In the scientific application space, there are two very common
groupings of jobs. One is simply a large threaded application with a
lot of intercommunication, often via MPI. In many cases one ends up
running a job on just a subset of the system, in which case you want
to see threads placed on the same node(s) to minimize internode
communication. It is desirable to either force the other tasks on the
system (system daemons etc) onto other node(s) to reduce noise and
there could also be space to run another parallel job on the remaining
node(s).

The other common case is to have jobs which spawn off a number of
threads that work together in groups (via OpenMP). In this case you
would like to have all your OpenMP threads placed on the same node for
similar reasons.

Not getting this right can result in significant loss of performance
for jobs which are highly memory bound or rely heavily on
intercommunication and synchronization.

Andi> So by default filling the CPUs must be the highest priority and
Andi> memory policy cannot interfere with that.

I really don't think this approach is going to solve the problem.

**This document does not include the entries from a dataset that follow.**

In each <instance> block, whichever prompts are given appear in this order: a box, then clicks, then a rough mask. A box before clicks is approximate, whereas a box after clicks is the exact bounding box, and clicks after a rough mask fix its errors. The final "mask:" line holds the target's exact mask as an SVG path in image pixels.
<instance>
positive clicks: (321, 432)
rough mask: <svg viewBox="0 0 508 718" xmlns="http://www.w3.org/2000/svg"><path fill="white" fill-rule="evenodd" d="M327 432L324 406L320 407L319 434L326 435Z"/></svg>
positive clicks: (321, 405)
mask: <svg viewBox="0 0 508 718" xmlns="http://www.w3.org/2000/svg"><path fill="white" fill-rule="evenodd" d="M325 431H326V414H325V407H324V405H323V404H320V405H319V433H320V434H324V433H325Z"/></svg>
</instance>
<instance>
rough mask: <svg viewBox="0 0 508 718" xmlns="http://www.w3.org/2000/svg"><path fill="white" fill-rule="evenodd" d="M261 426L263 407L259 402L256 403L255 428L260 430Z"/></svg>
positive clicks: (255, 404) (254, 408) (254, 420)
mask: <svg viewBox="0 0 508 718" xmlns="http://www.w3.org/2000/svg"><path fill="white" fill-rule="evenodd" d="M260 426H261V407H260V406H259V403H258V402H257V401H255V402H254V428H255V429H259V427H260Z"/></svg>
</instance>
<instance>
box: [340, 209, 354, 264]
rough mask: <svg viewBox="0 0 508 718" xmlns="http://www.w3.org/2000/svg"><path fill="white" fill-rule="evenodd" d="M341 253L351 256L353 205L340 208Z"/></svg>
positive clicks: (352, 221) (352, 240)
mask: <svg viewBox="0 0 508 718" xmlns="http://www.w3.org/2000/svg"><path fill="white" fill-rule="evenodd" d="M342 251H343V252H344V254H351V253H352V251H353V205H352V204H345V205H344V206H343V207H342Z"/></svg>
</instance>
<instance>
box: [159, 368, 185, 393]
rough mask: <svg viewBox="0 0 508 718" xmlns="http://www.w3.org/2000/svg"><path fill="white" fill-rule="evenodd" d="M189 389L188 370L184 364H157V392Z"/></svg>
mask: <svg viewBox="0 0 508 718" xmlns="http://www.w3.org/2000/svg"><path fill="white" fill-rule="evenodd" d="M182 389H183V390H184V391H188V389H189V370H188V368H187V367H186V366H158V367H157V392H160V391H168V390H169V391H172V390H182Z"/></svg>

As
Tony also points out, tasks will eventually migrate. The user needs to
tell the kernel where it wants to run the tasks rather than the kernel
telling the task where it is located. Only the application (or
developer/user) knows how the threads are expected to behave, doing
this automatically is almost never going to be optimal. Obviously the
user needs visibility of the topology of the machine to do so but that
should be available on any NUMA system through /proc or /sys.

In the scientific space the jobs are often run repeatedly with new
data sets every time, so it is worthwhile to spend the effort up front
to get the placement right. One-off runs are obviously something else
and there your method is going to be more beneficial.

IMHO, what we really need is a more advanced way for user applications
to hint at the kernel how to place it's threads.

Cheers,
Jes